“Ermeniler’in göçü hızlanabilir”

Beyrut'taki patlamanın ardından siyasi bir kriz başgösterdi. Sokaklar Hükümet'e yönelik protestolara sahne olurken, Hasan Diab başkanlığındaki Hükümet de istifa etti. Patlamadan etkilenen Ermeni toplumunda ise ölü sayısı 13’e yükseldi. 300 de yaralı var.Gerek krizin siyasi ve insani boyutlarını, gerekse Ermeni toplumunun durumunu Suriye'de yaşayan ancak Lübnan'ı yakından takip eden gazeteci Sarkis Kassargian ile konuştuk.
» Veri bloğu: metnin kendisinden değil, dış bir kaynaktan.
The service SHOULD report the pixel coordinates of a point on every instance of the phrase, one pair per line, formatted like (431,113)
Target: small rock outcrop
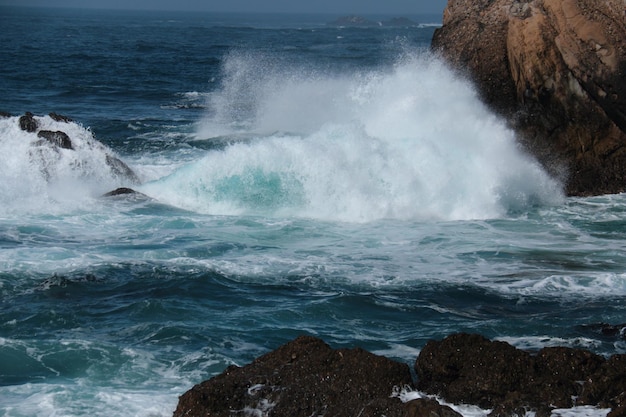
(557,70)
(302,378)
(466,368)
(28,123)
(57,138)
(306,377)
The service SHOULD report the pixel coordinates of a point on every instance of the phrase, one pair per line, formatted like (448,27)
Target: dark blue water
(298,178)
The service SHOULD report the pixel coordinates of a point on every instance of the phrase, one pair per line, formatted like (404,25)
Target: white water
(407,142)
(38,177)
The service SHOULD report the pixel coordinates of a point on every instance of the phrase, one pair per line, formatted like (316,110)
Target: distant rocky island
(360,21)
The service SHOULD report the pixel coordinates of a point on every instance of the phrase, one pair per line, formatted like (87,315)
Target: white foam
(39,178)
(407,394)
(408,142)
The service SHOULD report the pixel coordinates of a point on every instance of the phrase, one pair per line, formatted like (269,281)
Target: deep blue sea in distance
(296,178)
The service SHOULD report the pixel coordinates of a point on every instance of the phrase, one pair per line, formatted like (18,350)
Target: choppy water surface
(297,178)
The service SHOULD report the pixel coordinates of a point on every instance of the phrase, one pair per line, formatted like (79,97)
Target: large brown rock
(557,70)
(302,378)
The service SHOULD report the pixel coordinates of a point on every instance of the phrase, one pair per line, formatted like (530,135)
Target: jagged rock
(474,370)
(302,378)
(119,168)
(28,123)
(59,117)
(465,368)
(58,138)
(557,70)
(353,21)
(120,191)
(424,407)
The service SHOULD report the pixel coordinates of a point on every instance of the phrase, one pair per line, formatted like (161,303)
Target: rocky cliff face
(557,70)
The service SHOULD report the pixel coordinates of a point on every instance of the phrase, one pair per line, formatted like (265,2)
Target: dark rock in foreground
(307,378)
(465,368)
(557,71)
(300,379)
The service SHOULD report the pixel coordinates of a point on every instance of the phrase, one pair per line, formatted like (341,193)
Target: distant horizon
(325,7)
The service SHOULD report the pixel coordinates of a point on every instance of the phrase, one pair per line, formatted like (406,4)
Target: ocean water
(296,178)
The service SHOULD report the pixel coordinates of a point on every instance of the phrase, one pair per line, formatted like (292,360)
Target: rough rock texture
(302,378)
(61,140)
(57,138)
(557,70)
(465,368)
(28,123)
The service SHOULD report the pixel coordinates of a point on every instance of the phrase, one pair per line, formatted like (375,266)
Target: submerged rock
(557,70)
(306,377)
(300,379)
(465,368)
(59,117)
(119,168)
(28,123)
(58,138)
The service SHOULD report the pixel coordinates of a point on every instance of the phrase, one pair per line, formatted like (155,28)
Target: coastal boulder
(556,69)
(303,378)
(28,122)
(468,368)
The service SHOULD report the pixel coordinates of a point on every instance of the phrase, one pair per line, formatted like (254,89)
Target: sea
(295,177)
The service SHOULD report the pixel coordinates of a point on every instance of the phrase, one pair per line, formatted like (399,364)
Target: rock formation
(302,378)
(470,369)
(556,69)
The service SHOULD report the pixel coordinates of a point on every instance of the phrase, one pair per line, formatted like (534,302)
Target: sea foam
(410,141)
(38,177)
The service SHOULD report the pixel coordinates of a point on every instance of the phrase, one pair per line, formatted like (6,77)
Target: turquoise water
(296,179)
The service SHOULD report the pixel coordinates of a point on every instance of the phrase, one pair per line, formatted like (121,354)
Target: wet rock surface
(466,368)
(306,377)
(302,378)
(556,69)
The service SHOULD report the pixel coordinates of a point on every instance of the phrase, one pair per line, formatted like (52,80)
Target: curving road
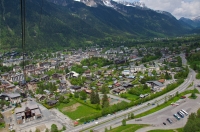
(119,116)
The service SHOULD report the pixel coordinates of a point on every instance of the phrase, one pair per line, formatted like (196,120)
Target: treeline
(5,69)
(124,105)
(96,61)
(182,74)
(149,57)
(194,61)
(48,86)
(193,122)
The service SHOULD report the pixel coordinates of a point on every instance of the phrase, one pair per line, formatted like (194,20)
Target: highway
(119,116)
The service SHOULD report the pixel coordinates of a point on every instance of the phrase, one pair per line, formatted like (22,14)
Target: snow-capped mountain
(195,22)
(197,19)
(133,4)
(109,3)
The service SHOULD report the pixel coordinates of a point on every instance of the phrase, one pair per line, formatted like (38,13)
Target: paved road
(156,119)
(116,118)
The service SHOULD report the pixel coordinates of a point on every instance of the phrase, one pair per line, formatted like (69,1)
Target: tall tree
(92,97)
(105,101)
(54,128)
(97,100)
(83,95)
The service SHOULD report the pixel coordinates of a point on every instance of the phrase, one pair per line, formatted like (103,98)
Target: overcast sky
(178,8)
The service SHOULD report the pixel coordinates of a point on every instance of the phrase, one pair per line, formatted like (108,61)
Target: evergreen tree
(54,128)
(132,116)
(145,86)
(105,101)
(83,95)
(123,122)
(97,100)
(92,97)
(76,95)
(47,130)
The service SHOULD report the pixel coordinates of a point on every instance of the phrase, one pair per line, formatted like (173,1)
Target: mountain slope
(192,22)
(68,23)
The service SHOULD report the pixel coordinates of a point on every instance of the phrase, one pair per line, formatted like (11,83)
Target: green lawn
(171,130)
(132,97)
(76,110)
(127,128)
(168,103)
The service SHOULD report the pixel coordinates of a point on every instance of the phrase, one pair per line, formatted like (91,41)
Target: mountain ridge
(67,23)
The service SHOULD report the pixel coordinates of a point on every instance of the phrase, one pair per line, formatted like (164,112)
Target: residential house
(18,77)
(26,112)
(119,90)
(155,85)
(12,97)
(51,102)
(75,88)
(45,78)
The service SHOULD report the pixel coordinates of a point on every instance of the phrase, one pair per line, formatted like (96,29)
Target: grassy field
(132,97)
(158,107)
(171,130)
(127,128)
(76,110)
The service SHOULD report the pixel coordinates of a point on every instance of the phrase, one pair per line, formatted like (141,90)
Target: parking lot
(157,119)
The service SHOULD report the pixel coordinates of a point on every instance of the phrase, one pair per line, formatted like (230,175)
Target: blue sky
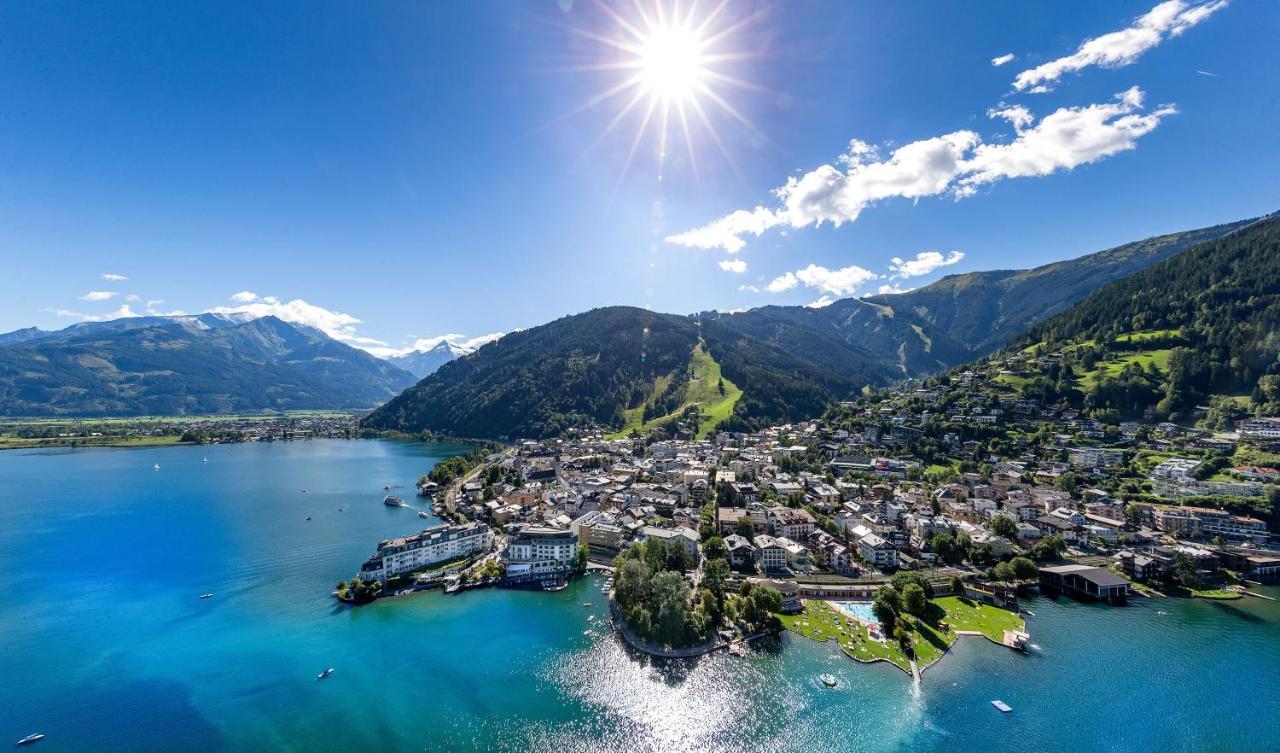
(405,170)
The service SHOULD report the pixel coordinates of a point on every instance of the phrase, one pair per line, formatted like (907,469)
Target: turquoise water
(105,646)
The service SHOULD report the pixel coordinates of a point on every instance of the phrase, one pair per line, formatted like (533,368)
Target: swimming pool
(860,611)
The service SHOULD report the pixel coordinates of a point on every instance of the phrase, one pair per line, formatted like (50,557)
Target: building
(769,553)
(685,537)
(432,546)
(1265,428)
(1207,521)
(1086,582)
(1175,468)
(542,550)
(1095,456)
(877,551)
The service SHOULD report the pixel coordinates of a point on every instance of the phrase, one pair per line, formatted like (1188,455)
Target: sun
(670,68)
(671,63)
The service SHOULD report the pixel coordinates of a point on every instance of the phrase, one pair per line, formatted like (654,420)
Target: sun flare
(670,65)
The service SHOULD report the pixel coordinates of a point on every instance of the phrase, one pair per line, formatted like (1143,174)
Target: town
(959,487)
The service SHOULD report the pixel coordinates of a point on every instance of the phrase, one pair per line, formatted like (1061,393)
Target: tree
(914,601)
(716,578)
(714,548)
(1004,573)
(1024,569)
(1005,526)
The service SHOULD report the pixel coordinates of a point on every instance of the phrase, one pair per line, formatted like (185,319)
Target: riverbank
(955,617)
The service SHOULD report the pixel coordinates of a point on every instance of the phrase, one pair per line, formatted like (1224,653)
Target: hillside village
(961,480)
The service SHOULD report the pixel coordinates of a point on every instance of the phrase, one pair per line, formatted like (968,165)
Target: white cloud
(1120,48)
(1064,140)
(723,233)
(924,263)
(782,283)
(840,282)
(955,163)
(1018,115)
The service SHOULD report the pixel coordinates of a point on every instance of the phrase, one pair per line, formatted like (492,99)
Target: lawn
(970,615)
(822,621)
(703,391)
(1114,365)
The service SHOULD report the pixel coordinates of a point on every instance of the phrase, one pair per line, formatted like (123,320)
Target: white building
(543,550)
(428,547)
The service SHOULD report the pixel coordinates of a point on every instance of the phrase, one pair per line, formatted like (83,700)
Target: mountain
(961,316)
(186,365)
(425,363)
(1170,337)
(594,368)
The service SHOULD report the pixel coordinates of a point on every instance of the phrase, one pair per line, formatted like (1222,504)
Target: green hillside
(704,389)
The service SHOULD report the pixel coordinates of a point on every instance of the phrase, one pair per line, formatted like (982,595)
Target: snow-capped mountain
(425,363)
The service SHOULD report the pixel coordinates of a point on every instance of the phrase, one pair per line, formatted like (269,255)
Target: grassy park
(929,637)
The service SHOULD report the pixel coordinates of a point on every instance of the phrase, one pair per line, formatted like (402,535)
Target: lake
(105,644)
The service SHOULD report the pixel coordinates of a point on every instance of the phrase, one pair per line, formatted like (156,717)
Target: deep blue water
(105,644)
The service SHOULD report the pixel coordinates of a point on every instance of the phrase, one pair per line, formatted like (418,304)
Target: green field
(1114,365)
(822,621)
(1147,336)
(703,391)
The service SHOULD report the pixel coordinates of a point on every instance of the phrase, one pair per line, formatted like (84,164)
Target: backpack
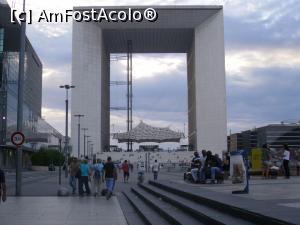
(97,174)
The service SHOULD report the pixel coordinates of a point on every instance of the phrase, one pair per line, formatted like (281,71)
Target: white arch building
(195,30)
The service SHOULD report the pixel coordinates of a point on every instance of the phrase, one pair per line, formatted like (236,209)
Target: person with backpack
(73,169)
(125,168)
(110,176)
(97,177)
(2,186)
(84,177)
(155,169)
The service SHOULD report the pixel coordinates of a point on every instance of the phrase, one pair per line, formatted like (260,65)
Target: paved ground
(279,197)
(61,211)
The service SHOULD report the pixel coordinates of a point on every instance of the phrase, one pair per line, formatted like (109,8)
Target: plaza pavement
(61,211)
(279,198)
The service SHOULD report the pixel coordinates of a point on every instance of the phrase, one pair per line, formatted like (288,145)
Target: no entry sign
(17,138)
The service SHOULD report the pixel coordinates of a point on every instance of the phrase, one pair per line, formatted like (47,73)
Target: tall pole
(67,87)
(78,148)
(59,166)
(129,91)
(87,144)
(84,130)
(19,152)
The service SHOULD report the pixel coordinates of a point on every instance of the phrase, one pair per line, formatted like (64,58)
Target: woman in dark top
(2,186)
(110,176)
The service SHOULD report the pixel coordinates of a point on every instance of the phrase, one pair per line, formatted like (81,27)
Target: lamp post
(87,141)
(67,87)
(79,116)
(84,130)
(20,102)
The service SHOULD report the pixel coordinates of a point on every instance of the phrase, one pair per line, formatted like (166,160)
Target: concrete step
(237,212)
(147,214)
(201,212)
(174,215)
(131,215)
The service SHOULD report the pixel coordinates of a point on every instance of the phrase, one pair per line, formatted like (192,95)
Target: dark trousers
(84,181)
(286,168)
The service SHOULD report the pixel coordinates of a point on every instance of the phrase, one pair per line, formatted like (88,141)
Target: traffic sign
(17,138)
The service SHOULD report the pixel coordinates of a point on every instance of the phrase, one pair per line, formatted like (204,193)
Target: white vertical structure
(207,121)
(90,75)
(195,30)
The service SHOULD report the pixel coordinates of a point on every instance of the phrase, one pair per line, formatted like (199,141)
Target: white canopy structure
(146,133)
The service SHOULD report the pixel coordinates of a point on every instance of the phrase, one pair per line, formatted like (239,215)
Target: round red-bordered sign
(17,138)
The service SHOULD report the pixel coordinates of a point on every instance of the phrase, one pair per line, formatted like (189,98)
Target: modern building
(195,30)
(275,135)
(38,133)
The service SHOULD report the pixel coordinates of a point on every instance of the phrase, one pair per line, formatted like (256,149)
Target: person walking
(141,170)
(266,161)
(110,176)
(2,186)
(73,169)
(84,178)
(155,169)
(286,160)
(125,168)
(97,177)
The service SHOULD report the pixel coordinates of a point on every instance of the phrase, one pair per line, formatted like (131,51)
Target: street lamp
(67,87)
(87,141)
(84,130)
(19,151)
(79,116)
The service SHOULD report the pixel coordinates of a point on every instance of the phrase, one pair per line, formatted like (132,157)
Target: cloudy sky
(262,41)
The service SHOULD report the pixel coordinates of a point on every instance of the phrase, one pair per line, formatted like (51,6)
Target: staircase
(157,203)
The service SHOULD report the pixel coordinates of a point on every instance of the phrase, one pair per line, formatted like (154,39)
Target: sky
(262,59)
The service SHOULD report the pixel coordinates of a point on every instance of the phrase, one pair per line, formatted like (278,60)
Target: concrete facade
(195,30)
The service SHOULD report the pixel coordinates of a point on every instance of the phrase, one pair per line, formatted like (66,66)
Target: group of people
(96,173)
(267,161)
(205,164)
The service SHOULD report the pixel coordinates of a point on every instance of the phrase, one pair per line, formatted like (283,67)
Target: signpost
(17,138)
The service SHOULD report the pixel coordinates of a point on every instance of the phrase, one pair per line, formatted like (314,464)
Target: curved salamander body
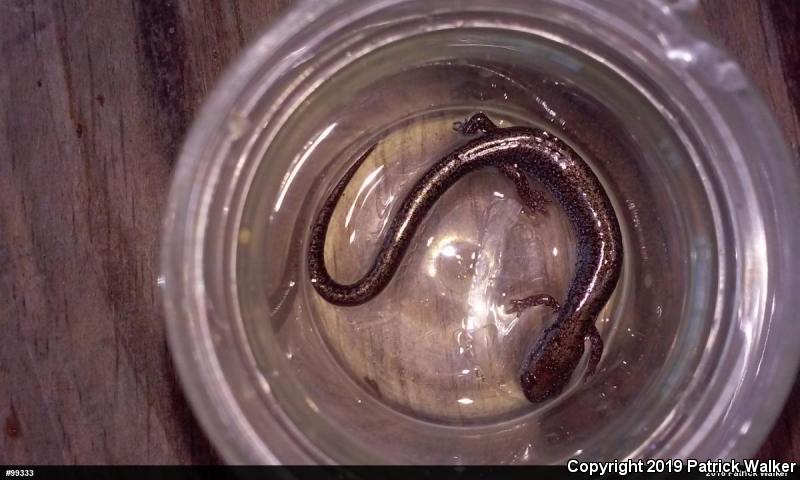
(515,151)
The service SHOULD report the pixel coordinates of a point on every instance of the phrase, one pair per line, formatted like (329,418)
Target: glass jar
(701,341)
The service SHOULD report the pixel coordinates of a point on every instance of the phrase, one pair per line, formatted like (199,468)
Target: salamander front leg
(475,124)
(535,201)
(596,342)
(519,305)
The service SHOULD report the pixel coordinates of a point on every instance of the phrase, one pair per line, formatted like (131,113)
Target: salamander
(516,152)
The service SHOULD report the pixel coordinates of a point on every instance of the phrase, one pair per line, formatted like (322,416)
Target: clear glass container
(701,338)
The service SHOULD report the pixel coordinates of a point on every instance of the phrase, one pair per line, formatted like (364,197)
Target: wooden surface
(95,98)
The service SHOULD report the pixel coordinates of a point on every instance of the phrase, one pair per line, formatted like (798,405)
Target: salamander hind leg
(522,304)
(478,123)
(535,201)
(596,342)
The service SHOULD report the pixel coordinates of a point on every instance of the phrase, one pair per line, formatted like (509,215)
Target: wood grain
(95,98)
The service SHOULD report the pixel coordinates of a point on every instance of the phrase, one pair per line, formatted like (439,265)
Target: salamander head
(549,364)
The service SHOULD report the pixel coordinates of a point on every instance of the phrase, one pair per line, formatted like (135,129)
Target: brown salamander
(515,151)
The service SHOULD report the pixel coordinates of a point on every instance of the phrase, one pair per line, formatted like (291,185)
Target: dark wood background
(95,97)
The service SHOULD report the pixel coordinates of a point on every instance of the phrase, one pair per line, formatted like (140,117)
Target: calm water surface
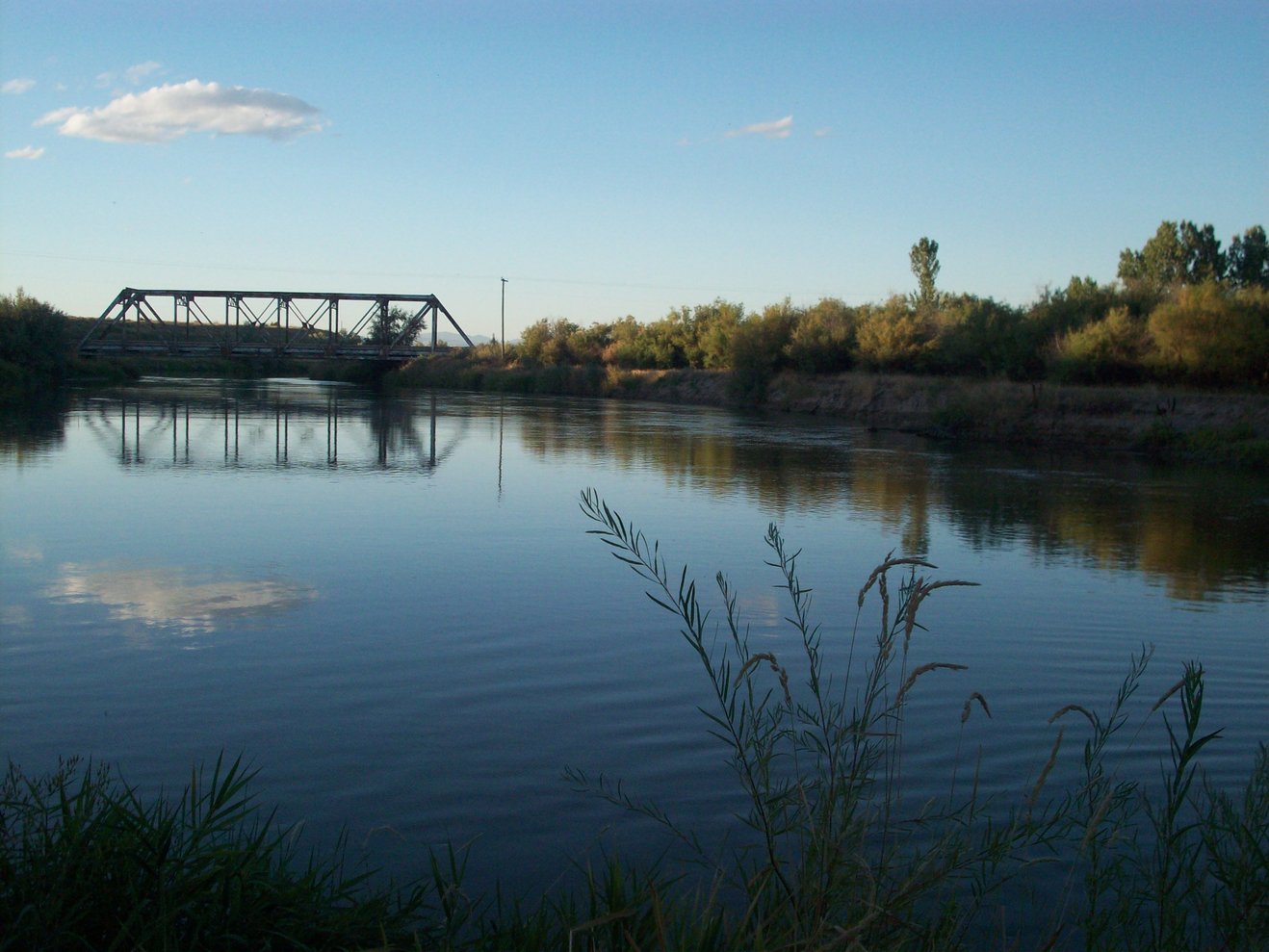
(392,606)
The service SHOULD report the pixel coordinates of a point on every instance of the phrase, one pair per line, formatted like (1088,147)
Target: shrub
(824,338)
(1208,335)
(35,341)
(980,337)
(757,349)
(1109,350)
(893,337)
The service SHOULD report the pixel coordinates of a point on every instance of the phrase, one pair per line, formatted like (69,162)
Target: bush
(982,338)
(757,349)
(1209,335)
(893,337)
(824,338)
(35,341)
(1109,350)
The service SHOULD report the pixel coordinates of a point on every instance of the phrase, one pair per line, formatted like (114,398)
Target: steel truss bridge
(304,325)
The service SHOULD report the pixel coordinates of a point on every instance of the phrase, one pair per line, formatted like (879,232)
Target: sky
(611,159)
Genel duruma geçeceğiz ama Lübnan'daki Ermeni toplumu patlamadan ne düzeyde etkilendi?
Ermeni toplumu doğal olarak bu patlamadan büyük ölçüde etkilendi çünkü bu patlama tüm Lübnan'ı etkiledi. Ermeni toplumundan 13 kişi hayatını kaybetti,  300’den fazla yaralı var. Yaralıların  durumu ağır değil çoğu taburcu oldu, az sayıda tedavi gören yaralı var 10 kişi kadar. Ama patlamanın asıl etkisi ekonomik açıdan olacak çünkü bu patlama Lübnan'ın zaten kötü durumda olan ekonomisini sıfırladı diyebiliriz zira büyük bir ekonomik kriz vardı zaten. Bu krizden herkes gibi Ermeniler de etkilendi. Yardımlar her yerden geldi. Ermenistan, Karabağ ve diasporadan yardım geldi ama bu yardımlar sonuçta sadece acil durumlar için işe yarayabilir. Bu yardımların etkisi sınırlı olur. Uzun vadeli yardımlar düşünmek gerekiyor. Diğer ülkeleri kastediyorum elbette. Ermenistan'ın gücü bu boyutta bir yardıma yetmez. Uluslararası toplumun bir vaadi oldu, şimdi artık gözler siyasi süreçte. Lübnan her zaman siyasi açıdan sıkıntılı dönemler geçirmiştir.  Bir yıl boyunca cumhurbaşkansız kalmış bir ülke, hatırlayın. Siyasi güçlerin çekişmeleri her zaman ülkeyi etkilemiştir. Lübnan Ermenilerinde ise göç düşüncesi şimdi daha da güçlendi. Bu zaten patlamadan önce başlamıştı. Ermenistan'a gitmek isteyenler çok ama Ermenistan'ın ekonomik durumu da  bu kararı vermede etkili olacak. Avrupa ve ABD'ye gitmek isteyenler de var  elbette. Karmakarışık bir durum. Göç dalgası ve düşüncesi ekonomik krizde yani geçen yılın eylül sonlarında başlamıştı. Korona bu dalgayı biraz durdurdu ama niyet her zaman zaten vardı. Siyasi istikrarsızlık da bu düşünceyi etkiledi tabii. Siyaseten tıkanmış bir ülke çünkü. Güvenlik soruları da yaşanıyordu ayrıca. 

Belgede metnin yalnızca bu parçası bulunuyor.